Elle pourrait être en partie expliquée par le vieillissement du verger et l’extension de la culture à des zones peu favorables.

Figure 11 : Evolution du rendement du sorgho, d’après MINAGRI, 2010.

La baisse du rendement du sorgho, culture qui n’ a bénéficié d’aucune attention majeure a été continue depuis environ 10 ans.

Figure 12 : Variation dans le temps du rendement respectif du palmier, du caféier et du cacaoyer, d’après MINAGRI, 2010).

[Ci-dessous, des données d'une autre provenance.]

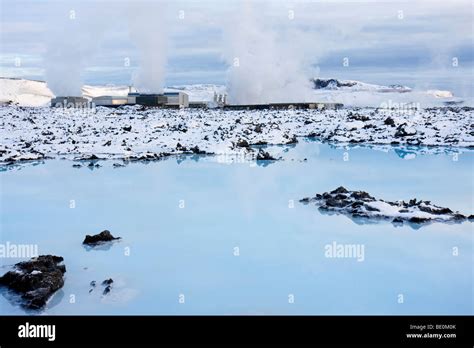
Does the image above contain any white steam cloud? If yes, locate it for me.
[224,2,313,104]
[129,1,168,93]
[44,3,113,96]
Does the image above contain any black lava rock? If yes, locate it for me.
[82,230,120,246]
[0,255,66,309]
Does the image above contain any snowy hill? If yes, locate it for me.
[0,78,54,106]
[0,78,465,108]
[312,78,465,108]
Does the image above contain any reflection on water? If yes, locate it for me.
[0,141,474,314]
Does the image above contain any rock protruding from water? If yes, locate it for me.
[82,230,120,246]
[300,186,472,225]
[257,149,277,161]
[0,255,66,309]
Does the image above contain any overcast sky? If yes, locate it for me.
[0,0,474,97]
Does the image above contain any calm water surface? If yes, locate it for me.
[0,141,474,314]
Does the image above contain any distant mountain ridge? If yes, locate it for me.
[312,78,412,93]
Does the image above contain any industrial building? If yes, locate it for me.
[51,97,89,108]
[164,92,189,108]
[88,92,189,108]
[223,103,344,110]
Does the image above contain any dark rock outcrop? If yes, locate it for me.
[0,255,66,309]
[82,230,120,246]
[257,149,277,161]
[300,186,472,225]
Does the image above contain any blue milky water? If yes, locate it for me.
[0,141,474,315]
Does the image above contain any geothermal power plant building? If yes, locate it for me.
[51,92,189,108]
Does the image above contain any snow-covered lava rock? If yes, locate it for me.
[0,255,66,309]
[300,186,474,224]
[0,105,474,164]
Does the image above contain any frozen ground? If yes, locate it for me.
[0,105,474,163]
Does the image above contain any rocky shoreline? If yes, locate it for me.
[300,186,474,225]
[0,105,474,165]
[0,255,66,310]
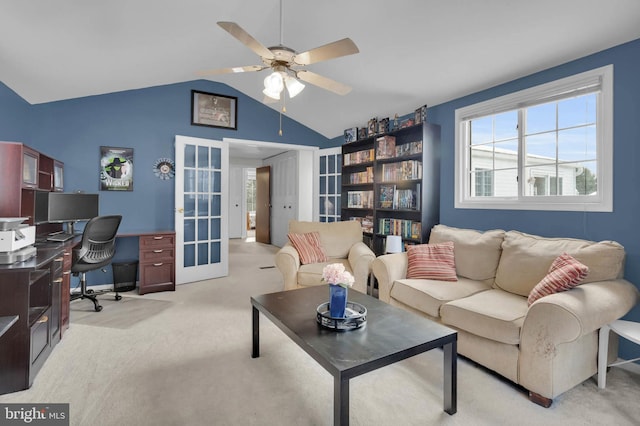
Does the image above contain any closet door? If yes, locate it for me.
[265,151,298,247]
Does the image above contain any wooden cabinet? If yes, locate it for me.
[0,248,62,394]
[0,142,64,228]
[341,123,440,255]
[60,243,74,338]
[138,231,176,294]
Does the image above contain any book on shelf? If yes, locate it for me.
[342,148,374,166]
[349,216,373,234]
[347,191,373,209]
[395,141,422,157]
[349,166,373,184]
[378,185,396,209]
[376,136,396,160]
[382,160,422,182]
[378,217,422,240]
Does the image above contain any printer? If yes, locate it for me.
[0,217,37,265]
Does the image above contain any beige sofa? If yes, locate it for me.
[372,225,639,407]
[275,220,376,293]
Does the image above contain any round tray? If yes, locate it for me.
[316,302,367,330]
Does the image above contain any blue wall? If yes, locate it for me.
[428,40,640,358]
[26,80,328,231]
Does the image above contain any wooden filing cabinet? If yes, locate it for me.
[138,231,176,294]
[60,244,73,337]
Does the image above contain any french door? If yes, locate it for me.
[314,147,342,222]
[175,136,229,284]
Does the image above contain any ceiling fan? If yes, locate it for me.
[198,0,359,102]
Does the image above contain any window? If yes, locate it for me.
[456,65,613,211]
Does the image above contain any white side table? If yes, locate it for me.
[598,320,640,389]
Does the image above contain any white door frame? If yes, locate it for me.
[174,135,229,284]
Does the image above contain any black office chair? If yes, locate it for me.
[71,215,122,312]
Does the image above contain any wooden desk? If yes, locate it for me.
[118,231,176,294]
[0,244,68,394]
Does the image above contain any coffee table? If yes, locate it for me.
[251,285,458,425]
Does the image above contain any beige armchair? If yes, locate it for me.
[276,220,376,293]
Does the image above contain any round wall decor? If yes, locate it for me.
[153,158,176,180]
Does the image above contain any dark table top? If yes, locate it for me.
[251,285,457,378]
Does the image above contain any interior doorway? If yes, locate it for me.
[244,169,256,242]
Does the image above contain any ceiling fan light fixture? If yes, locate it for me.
[284,75,305,98]
[262,89,280,101]
[264,71,284,95]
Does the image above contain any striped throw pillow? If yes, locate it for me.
[527,253,589,306]
[287,232,328,265]
[407,241,458,281]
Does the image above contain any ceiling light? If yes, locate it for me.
[284,75,304,98]
[262,71,284,99]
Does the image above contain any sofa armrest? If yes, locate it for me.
[276,243,300,290]
[347,241,376,294]
[371,253,407,303]
[518,279,638,399]
[520,279,640,350]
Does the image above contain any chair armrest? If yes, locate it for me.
[276,243,300,290]
[371,253,407,303]
[520,279,640,352]
[347,241,376,294]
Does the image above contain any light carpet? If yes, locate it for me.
[0,240,640,426]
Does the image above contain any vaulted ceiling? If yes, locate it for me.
[0,0,640,138]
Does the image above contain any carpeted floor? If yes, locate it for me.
[0,240,640,426]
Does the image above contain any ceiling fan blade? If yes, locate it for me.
[196,65,267,76]
[296,70,351,95]
[218,21,273,59]
[293,38,360,65]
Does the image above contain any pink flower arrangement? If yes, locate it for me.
[322,263,355,288]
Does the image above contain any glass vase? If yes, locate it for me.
[329,284,347,318]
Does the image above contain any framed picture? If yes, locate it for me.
[378,117,389,134]
[413,105,427,124]
[367,118,378,136]
[100,146,133,191]
[344,127,358,143]
[191,90,238,130]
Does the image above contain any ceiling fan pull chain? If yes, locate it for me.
[280,0,284,46]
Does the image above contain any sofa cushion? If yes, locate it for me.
[440,289,528,345]
[527,253,589,305]
[429,225,505,284]
[495,231,625,297]
[407,241,458,281]
[287,232,327,265]
[289,220,362,259]
[390,277,491,318]
[298,259,353,288]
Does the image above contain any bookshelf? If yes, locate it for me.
[341,123,440,255]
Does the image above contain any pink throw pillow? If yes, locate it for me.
[287,232,327,265]
[407,241,458,281]
[527,253,589,306]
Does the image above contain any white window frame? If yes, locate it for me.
[455,65,613,212]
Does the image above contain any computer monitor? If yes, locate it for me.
[34,191,99,234]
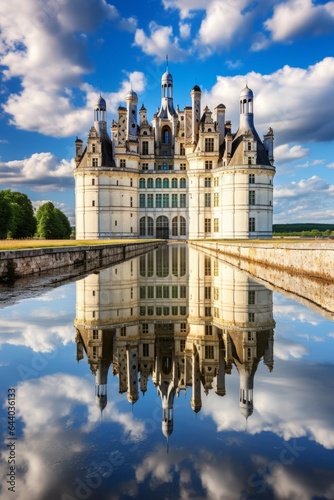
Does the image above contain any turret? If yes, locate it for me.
[125,90,138,141]
[94,95,109,139]
[190,85,202,144]
[75,138,83,166]
[239,85,254,131]
[263,127,274,165]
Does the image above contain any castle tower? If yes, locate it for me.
[219,85,275,239]
[94,95,110,140]
[125,90,138,142]
[190,85,202,144]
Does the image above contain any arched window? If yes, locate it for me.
[172,217,177,236]
[155,246,169,278]
[139,217,146,236]
[162,128,169,144]
[147,217,154,236]
[180,217,187,236]
[156,215,169,239]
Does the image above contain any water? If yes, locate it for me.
[0,245,334,500]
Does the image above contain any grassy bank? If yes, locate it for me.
[0,238,152,250]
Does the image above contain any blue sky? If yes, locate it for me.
[0,0,334,223]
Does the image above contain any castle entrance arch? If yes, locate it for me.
[155,215,169,240]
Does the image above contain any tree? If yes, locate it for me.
[1,189,36,238]
[0,191,12,239]
[36,201,71,240]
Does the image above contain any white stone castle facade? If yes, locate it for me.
[74,67,275,240]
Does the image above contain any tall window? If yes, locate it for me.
[162,128,169,144]
[205,345,214,359]
[162,193,169,208]
[147,194,153,208]
[143,343,149,358]
[155,193,162,208]
[204,219,211,233]
[204,255,211,276]
[204,193,211,207]
[139,217,146,236]
[248,290,255,304]
[139,194,145,208]
[205,137,214,153]
[172,217,177,236]
[180,216,187,236]
[248,217,255,232]
[147,217,154,236]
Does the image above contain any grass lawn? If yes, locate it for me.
[0,238,152,250]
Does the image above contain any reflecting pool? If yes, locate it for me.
[0,244,334,500]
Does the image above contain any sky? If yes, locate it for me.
[0,0,334,224]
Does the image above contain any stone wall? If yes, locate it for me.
[0,241,163,283]
[191,241,334,320]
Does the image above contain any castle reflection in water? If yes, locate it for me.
[75,244,275,438]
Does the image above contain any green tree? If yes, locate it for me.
[0,191,12,239]
[2,189,36,238]
[36,201,71,240]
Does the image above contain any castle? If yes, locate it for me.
[74,244,275,438]
[74,68,275,240]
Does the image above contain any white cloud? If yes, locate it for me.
[275,144,309,164]
[202,57,334,146]
[197,0,249,54]
[118,17,138,33]
[275,175,334,199]
[264,0,334,41]
[1,374,145,500]
[274,175,334,223]
[179,23,191,40]
[0,0,142,137]
[134,21,186,62]
[162,0,210,19]
[0,153,74,191]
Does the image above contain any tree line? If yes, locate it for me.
[273,222,334,238]
[0,189,72,240]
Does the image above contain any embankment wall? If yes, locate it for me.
[191,241,334,320]
[0,241,163,283]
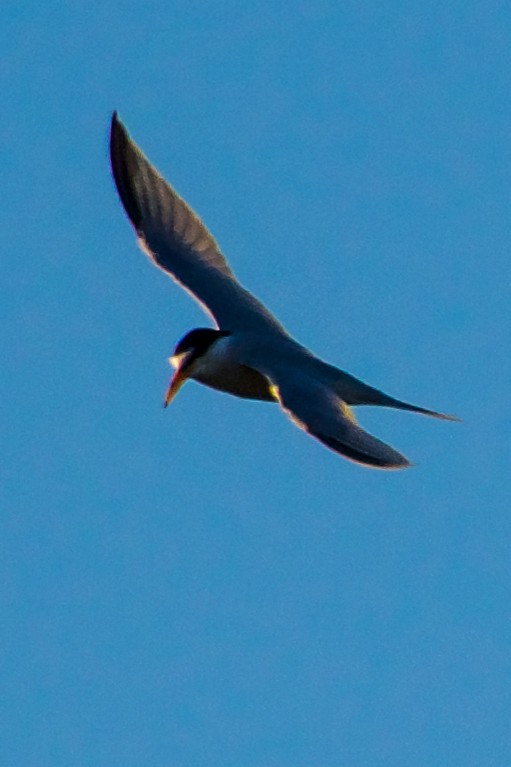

Les rendements moyens du café et du cacao (figure 12) sont restés constants mais faibles sur la période considérée.

La coïncidence dans le temps du déclenchement de la baisse du rendement du sorgho et de celui du palmier à huile dans deux ZAC différentes incline à émettre l’hypothèse d’un déterminant commun. Celui-ci pourrait être imputé pour une grande part au dérèglement climatique qui s’est traduit au cours de la décennie 1980-1990 entre autres par une augmentation du nombre de jours de pluies exceptionnelles, à caractère érosif et par la diminution de la pluviométrie (tableaux 4 et 5).

La figure 13 montre que les rendements du riz et du maïs, deux cultures transversales, ont régulièrement augmenté sur la période des mesures. Ces deux cultures ont bénéficié des acquis de la recherche scientifique (cultivars de plus en plus performants et résistants à la sécheresse). Dans le cas précis du riz, il convient d’ajouter à ces acquis la maitrise de l’eau (aménagement de nombreux bas-fonds par l’Etat).

Figure 13 : variation du rendement respectif du riz et du maïs (source MINAGRA, 2010)

Ces deux exemples du riz et du maïs (Fig. 12) montrent que l’impact négatif de la dégradation des terres peut être atténué voire corrigé.

2.1.2.3. Zones d’Intervention Prioritaires

Il a été montré précédemment que l’agressivité du climat, vue à travers l’occurrence des pluies dites exceptionnelles, a augmenté du Sud vers le Nord, où la végétation a une faible capacité à protéger la terre. A l’intérieur de cette partie Nord du pays, la dégradation est sans doute d’autant plus poussée que les sols sont sableux ou limoneux, et que la pression anthropique est forte (alentours de la ville de Korhogo par exemple). La distinction précise des zones « chaudes » nécessite cependant d’actualiser l’étude de la capacité des sols réalisée à 1 /2.000.000 par Perraud (1971), et d’interpréter finement les images satellites. Pour le moment et de façon globale, le « toit du pays » marqué par une régression sévère de la pluviométrie, et par une forte activité d’extraction minière devrait être considéré comme une zone d’intervention prioritaire, dans le cadre de la lutte contre la dégradation des terres.

Les autres zones vulnérables, à prémunir nécessairement contre ce fléau, sont le Littoral et les régions montagneuses de l’Ouest.